Sorry yes, "saving a life" means some kind of intervention that leads to fewer animals going through factory farming. The estimate I'm using is from: https://forum.effectivealtruism.org/posts/9ShnvD6Zprhj77zD8/animal-equality-showed-that-advocating-for-diet-change-works

And yes, it is definitely better to just be vegan and not eat meat at all. This analysis is purely aimed at answer the chicken vs cow question.

Another thing that wasn't immediately clear to me: are you comparing chicken lives to cow lives (by numerically distinct individuals), or chicken-years to cow-years? I think this is a significant difference since iirc the standard length of the life of a factory farmed chicken is on the order of 0.1 years, while I would guess that it's higher for cows (but don't recall a number off the top of my head).

Yes good question! Cow lives are longer, and cows are probably more "conscious" (I'm using that term loosely), but their treatment is generally better than that of chickens.

For this particular calculation, the "offset" isn't just an abstract moral good, it's attempting to decrease cow/chicken production respectively. E.g. you eat one chicken, donate to a fund that reduces the numbers of chickens produced by one, the net ethical impact is 0 regardless of farming conditions.

That convenience is part of the reason I chose to start with this analysis, but it's certainly something I'll have to consider for future work.

Have you compared your analysis to this previous EA Forum post? Are there different takeaways? Have you done anything differently and if so, why? 

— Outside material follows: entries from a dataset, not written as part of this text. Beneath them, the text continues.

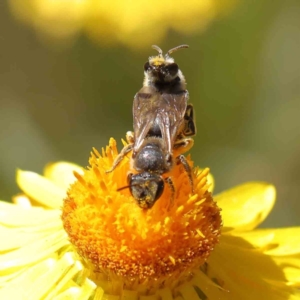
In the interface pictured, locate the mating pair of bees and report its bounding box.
[107,45,196,209]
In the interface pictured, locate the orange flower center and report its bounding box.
[62,139,221,287]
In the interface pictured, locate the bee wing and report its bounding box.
[133,87,188,153]
[132,88,158,151]
[158,91,189,153]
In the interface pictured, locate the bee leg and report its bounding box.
[105,144,133,173]
[177,155,194,193]
[165,177,175,205]
[183,104,197,136]
[174,138,194,153]
[126,131,134,144]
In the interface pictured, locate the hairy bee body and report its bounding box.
[108,45,196,208]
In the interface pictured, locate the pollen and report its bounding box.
[62,139,222,288]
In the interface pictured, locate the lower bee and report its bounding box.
[107,45,196,208]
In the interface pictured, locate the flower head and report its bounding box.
[0,140,300,300]
[9,0,237,48]
[62,140,221,289]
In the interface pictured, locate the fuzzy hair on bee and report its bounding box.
[143,45,189,94]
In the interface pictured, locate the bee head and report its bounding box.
[144,45,188,89]
[128,172,164,209]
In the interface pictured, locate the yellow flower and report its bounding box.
[0,139,300,300]
[9,0,237,48]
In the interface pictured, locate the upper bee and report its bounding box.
[144,45,188,94]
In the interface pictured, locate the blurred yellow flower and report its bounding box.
[0,139,300,300]
[9,0,237,48]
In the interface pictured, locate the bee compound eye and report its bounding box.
[166,63,179,76]
[144,61,150,71]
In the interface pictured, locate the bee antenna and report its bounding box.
[152,45,162,56]
[166,45,189,56]
[117,185,131,192]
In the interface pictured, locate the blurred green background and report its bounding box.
[0,0,300,226]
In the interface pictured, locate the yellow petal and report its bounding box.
[207,173,215,193]
[214,182,276,230]
[0,201,62,226]
[44,162,83,190]
[0,230,68,275]
[208,241,300,300]
[17,170,66,208]
[232,227,300,256]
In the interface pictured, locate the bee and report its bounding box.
[107,45,196,209]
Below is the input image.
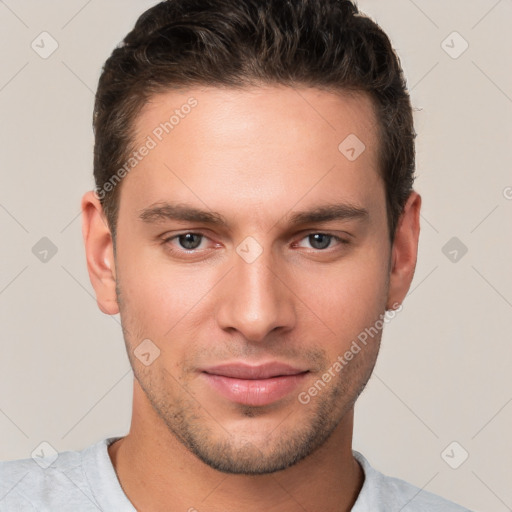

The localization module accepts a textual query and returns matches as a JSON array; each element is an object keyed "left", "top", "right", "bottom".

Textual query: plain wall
[{"left": 0, "top": 0, "right": 512, "bottom": 512}]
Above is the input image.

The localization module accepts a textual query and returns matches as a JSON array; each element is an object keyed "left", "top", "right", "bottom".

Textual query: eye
[
  {"left": 296, "top": 233, "right": 349, "bottom": 251},
  {"left": 164, "top": 232, "right": 205, "bottom": 251}
]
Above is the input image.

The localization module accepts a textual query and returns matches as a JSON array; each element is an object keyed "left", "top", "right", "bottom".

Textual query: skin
[{"left": 82, "top": 86, "right": 421, "bottom": 512}]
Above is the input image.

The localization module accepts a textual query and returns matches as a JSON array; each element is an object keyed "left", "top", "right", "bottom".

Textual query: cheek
[
  {"left": 117, "top": 243, "right": 215, "bottom": 339},
  {"left": 292, "top": 246, "right": 388, "bottom": 350}
]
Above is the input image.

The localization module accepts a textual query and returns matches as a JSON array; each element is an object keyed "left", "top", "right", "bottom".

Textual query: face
[{"left": 82, "top": 87, "right": 412, "bottom": 474}]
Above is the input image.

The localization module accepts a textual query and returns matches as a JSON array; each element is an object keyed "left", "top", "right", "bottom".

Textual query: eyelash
[{"left": 163, "top": 231, "right": 350, "bottom": 256}]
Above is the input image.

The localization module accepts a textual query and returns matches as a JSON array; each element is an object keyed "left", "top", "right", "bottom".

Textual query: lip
[{"left": 202, "top": 362, "right": 309, "bottom": 406}]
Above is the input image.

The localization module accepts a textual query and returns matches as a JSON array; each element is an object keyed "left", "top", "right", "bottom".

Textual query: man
[{"left": 0, "top": 0, "right": 474, "bottom": 512}]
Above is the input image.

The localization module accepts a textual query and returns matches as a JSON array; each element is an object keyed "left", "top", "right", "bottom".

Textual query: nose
[{"left": 216, "top": 245, "right": 296, "bottom": 342}]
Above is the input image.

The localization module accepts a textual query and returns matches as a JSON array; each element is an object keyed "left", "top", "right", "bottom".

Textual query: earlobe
[
  {"left": 386, "top": 191, "right": 421, "bottom": 309},
  {"left": 82, "top": 190, "right": 119, "bottom": 315}
]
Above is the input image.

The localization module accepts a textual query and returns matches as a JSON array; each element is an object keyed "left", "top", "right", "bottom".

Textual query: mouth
[{"left": 202, "top": 362, "right": 309, "bottom": 407}]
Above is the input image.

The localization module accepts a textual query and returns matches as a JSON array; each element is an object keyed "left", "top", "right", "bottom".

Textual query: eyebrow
[{"left": 139, "top": 202, "right": 369, "bottom": 227}]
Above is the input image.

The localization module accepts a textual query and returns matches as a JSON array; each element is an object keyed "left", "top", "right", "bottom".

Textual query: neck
[{"left": 108, "top": 381, "right": 364, "bottom": 512}]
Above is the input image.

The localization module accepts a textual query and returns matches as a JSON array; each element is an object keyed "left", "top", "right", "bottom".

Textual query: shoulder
[
  {"left": 0, "top": 441, "right": 110, "bottom": 512},
  {"left": 352, "top": 451, "right": 470, "bottom": 512}
]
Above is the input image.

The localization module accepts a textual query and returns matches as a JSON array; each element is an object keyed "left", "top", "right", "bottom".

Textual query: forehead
[{"left": 120, "top": 86, "right": 383, "bottom": 228}]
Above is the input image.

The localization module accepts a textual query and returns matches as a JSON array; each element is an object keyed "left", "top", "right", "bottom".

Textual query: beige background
[{"left": 0, "top": 0, "right": 512, "bottom": 512}]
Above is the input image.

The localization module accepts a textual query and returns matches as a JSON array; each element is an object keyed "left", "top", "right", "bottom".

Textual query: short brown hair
[{"left": 94, "top": 0, "right": 415, "bottom": 241}]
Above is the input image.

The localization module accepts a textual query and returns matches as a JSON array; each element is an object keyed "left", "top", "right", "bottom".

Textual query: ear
[
  {"left": 82, "top": 190, "right": 119, "bottom": 315},
  {"left": 386, "top": 191, "right": 421, "bottom": 309}
]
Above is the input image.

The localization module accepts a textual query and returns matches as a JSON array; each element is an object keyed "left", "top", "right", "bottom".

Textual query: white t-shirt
[{"left": 0, "top": 437, "right": 469, "bottom": 512}]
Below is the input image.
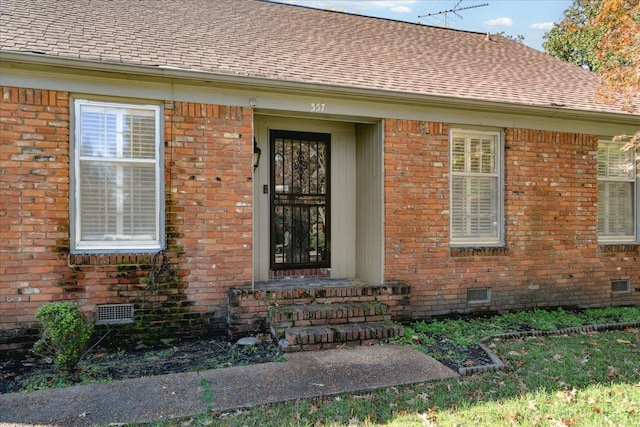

This is very specifically attempting to compile some existing analysis on whether it's better to eat chicken or beef, incorporating ethical and environmental costs, and assuming you choose to offset both harms through donations.

In the future, I would like to aggregate more analysis into a single model, including the one you link.

As I understand it (this might be wrong), what we have currently is a much of floating analyses, each mostly focused on the cost-effectiveness of a specific intervention. Donors can then compare those analyses and make a judgement about where best to give their money.

Where the Give Well style monolithic CEA succeed is in ensuring that a similar approach is used to produce analysis that is genuinely comparable, and in giving readers the opportunity to adjust subjective moral weights. That's my ultimate goal with this project, but it will likely take some time.

This was maybe a premature release, but so far the feedback has already been useful.